Raga berlari secepat yang ia bisa mencari lift untuk menuju unit Apartementnya. Pesan yang masuk beberapa menit yang lalu membuatnya ketakutan luar biasa. Raga keluar dari dalam lift dan kembali berlari menuju nomer Unitnya. Ia membuka pintu dengan tergesa-gesa. Dan ia terpaku ditempat ketika pintu telah terbuka. Ia seperti kehilangan nafas, tubuhnya tidak bisa bergerak untuk masuk dan memastikan jika penglihatannya salah.
"To..tolong..." Gadis kecilnya berlumuran darah terbaring lemah dilantai Apartement. Dia mengulurkan tangan dengan lemah, meminta ditolong. Pandangan sayu, jelas menahan kesakitan dan ketakutan.
Raga gemetar ditempat, tidak berani melangkah untuk mendekat.
" Tol..ong, ka..k tolo..ng, sak..it"
" Kayla..." Raga terbangun dari tidur dengan nafas memburu, mimpi sialan itu datang lagi.
Raga mencoba duduk diatas kasur sembari menenangkan detak jantung yang berdetak tidak karuan, mimpi itu tetap saja menakutkan walau nyaris setiap malam mengunjunginya. Ia gemetar dalam duduknya, ia bahkan berkeringat banyak. 4 tahun berlalu, mimpi itu tidak pernah sudi untuk berlalu, entah karena apa.
Raga mengusap wajahnya dengan kasar, ia mengedarkan pandangan keseluruh sudut kamar Apartement, hanya ada kesunyian dan kegelapan yang ia dapati. Ia sendiri disini, berusaha meredakan ketakutannya seorang diri, selalu saja begitu.

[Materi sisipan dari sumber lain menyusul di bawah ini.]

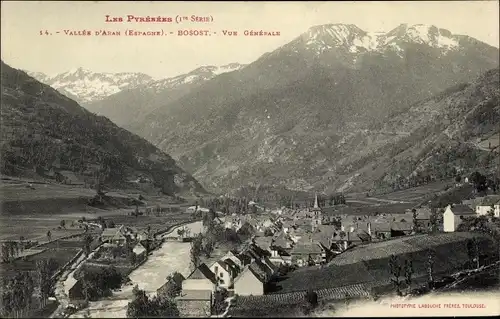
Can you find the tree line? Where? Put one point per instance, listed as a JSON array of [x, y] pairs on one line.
[[142, 306], [17, 291]]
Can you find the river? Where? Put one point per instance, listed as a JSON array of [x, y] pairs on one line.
[[171, 257]]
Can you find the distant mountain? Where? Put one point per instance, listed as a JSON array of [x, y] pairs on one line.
[[300, 115], [85, 86], [131, 105], [44, 133], [453, 132]]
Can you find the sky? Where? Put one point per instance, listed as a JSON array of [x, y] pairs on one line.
[[23, 47]]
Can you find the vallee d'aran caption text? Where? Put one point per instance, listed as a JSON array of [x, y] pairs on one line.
[[161, 32], [154, 21]]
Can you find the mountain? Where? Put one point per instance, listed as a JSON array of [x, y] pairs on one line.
[[455, 131], [131, 105], [44, 132], [300, 115], [85, 86]]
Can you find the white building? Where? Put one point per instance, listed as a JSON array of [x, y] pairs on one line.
[[453, 216], [489, 203]]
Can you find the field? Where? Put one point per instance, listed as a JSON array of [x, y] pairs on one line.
[[60, 256], [369, 264], [416, 194]]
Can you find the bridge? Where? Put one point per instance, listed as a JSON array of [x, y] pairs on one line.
[[183, 239]]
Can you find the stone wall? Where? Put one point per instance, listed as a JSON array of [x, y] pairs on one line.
[[194, 308]]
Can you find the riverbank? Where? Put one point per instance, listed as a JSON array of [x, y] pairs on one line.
[[168, 258]]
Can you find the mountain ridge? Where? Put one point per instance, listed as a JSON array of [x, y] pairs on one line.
[[305, 98], [44, 132]]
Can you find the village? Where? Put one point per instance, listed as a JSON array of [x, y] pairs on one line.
[[269, 246]]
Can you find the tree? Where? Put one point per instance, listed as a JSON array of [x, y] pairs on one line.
[[219, 304], [44, 270], [433, 220], [87, 242], [196, 249], [431, 254], [142, 306], [133, 258], [136, 211], [408, 273], [416, 227], [173, 288], [395, 270], [208, 246], [473, 252], [311, 301]]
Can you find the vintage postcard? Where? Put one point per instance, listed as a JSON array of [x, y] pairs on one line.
[[249, 159]]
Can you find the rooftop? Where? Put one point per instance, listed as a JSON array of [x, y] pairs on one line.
[[195, 295], [462, 210], [202, 272]]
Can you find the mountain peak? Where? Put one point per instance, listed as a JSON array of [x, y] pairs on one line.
[[352, 39], [425, 34]]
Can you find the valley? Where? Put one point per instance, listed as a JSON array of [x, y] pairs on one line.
[[342, 166]]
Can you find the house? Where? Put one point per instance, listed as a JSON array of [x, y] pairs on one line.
[[140, 251], [453, 215], [251, 281], [224, 273], [488, 204], [174, 281], [233, 256], [263, 242], [69, 177], [423, 218], [114, 235], [401, 229], [381, 230], [202, 278], [194, 303], [75, 293], [317, 213], [306, 252]]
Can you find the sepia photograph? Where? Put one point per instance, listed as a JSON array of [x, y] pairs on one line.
[[249, 159]]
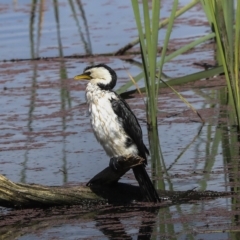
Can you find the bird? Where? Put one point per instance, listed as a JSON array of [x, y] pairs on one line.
[[114, 124]]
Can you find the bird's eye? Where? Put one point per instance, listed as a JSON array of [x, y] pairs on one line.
[[88, 73]]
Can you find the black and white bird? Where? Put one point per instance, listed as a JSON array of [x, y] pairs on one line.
[[114, 124]]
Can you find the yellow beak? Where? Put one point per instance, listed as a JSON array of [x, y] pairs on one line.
[[83, 76]]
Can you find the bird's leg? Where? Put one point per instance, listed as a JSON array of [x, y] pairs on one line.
[[114, 163]]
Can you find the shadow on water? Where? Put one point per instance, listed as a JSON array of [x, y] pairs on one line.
[[184, 153]]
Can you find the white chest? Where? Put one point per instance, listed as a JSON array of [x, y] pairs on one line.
[[105, 123]]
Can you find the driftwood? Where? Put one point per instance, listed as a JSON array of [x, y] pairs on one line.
[[102, 190]]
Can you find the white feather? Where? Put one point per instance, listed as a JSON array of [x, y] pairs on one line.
[[105, 124]]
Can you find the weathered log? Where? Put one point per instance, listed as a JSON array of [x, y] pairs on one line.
[[104, 189], [19, 195]]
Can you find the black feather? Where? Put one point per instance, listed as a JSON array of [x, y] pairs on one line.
[[113, 74], [133, 130], [130, 124]]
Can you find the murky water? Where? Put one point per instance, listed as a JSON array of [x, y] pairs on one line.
[[45, 131]]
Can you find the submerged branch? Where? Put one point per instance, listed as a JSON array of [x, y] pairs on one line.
[[104, 189]]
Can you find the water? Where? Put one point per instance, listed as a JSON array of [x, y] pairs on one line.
[[45, 131]]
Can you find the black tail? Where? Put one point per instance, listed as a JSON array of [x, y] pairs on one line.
[[145, 184]]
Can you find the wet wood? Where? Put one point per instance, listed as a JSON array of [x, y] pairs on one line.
[[102, 190]]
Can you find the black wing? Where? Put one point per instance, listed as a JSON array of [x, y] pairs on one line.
[[130, 124]]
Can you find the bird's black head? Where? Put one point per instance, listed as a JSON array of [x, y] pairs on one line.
[[101, 75]]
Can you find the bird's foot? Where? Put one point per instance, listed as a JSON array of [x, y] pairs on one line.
[[114, 163]]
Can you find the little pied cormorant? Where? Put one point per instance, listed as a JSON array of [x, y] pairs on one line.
[[114, 124]]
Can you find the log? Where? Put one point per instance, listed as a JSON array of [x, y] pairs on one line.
[[104, 189]]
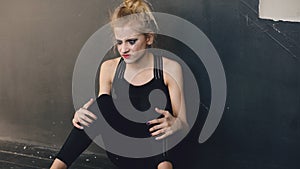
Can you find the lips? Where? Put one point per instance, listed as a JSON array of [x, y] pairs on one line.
[[126, 56]]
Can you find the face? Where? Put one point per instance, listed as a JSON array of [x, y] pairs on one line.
[[131, 44]]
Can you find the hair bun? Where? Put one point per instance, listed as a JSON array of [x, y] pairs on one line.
[[132, 4]]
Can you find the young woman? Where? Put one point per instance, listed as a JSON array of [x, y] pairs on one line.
[[143, 72]]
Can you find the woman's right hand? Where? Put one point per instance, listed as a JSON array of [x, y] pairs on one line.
[[83, 117]]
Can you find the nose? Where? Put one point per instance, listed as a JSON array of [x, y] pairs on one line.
[[124, 48]]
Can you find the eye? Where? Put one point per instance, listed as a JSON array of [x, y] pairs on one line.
[[118, 42], [132, 41]]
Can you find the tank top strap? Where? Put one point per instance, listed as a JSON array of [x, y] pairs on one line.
[[120, 70], [158, 67]]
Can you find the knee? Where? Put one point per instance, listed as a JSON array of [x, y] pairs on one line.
[[165, 165]]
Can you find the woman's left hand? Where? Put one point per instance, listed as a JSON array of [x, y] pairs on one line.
[[164, 126]]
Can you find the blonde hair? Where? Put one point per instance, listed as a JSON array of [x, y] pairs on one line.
[[135, 10]]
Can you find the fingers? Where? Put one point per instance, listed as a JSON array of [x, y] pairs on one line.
[[163, 112], [84, 117], [163, 126], [88, 104], [88, 114], [167, 133], [76, 124]]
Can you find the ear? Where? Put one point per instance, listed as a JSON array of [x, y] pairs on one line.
[[149, 38]]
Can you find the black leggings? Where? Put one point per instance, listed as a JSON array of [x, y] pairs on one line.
[[78, 141]]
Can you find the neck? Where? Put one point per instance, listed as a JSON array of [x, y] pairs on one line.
[[142, 63]]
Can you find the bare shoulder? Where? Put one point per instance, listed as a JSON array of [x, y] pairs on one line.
[[171, 66], [108, 69], [172, 71], [110, 64]]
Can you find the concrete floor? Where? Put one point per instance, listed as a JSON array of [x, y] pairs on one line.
[[27, 155]]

Setelah jantungnya sedikit tenang, ia meninggalkan kasur lalu memasuki kamar mandi, mungkin perasaannya akan sedikit tenang setelah membersihkan diri. Lagi pula, ia ada bimbingan jam 9 pagi ini.
Raga berdiri di kamar mandi, menatap raut wajahnya yang kacau dikaca kamar mandi. Kemeja putih yang ia pakai tadi malam kini telah kusut diberbagai tempat. Begitupun dengan celana hitamnya.
Raga menghela nafas panjang, ingatannya kembali ke kejadian semalam. Kejadian dimana ia mendatangi panti asuhan dan melamar gadis itu dihadapan bundanya dengan sopan. Raga tertawa miris, mentertawakan jalan hidupnya sendiri. Rangkaian takdir yang luar biasa hebat, telah menyeretnya hingga terdampar di posisi saat ini.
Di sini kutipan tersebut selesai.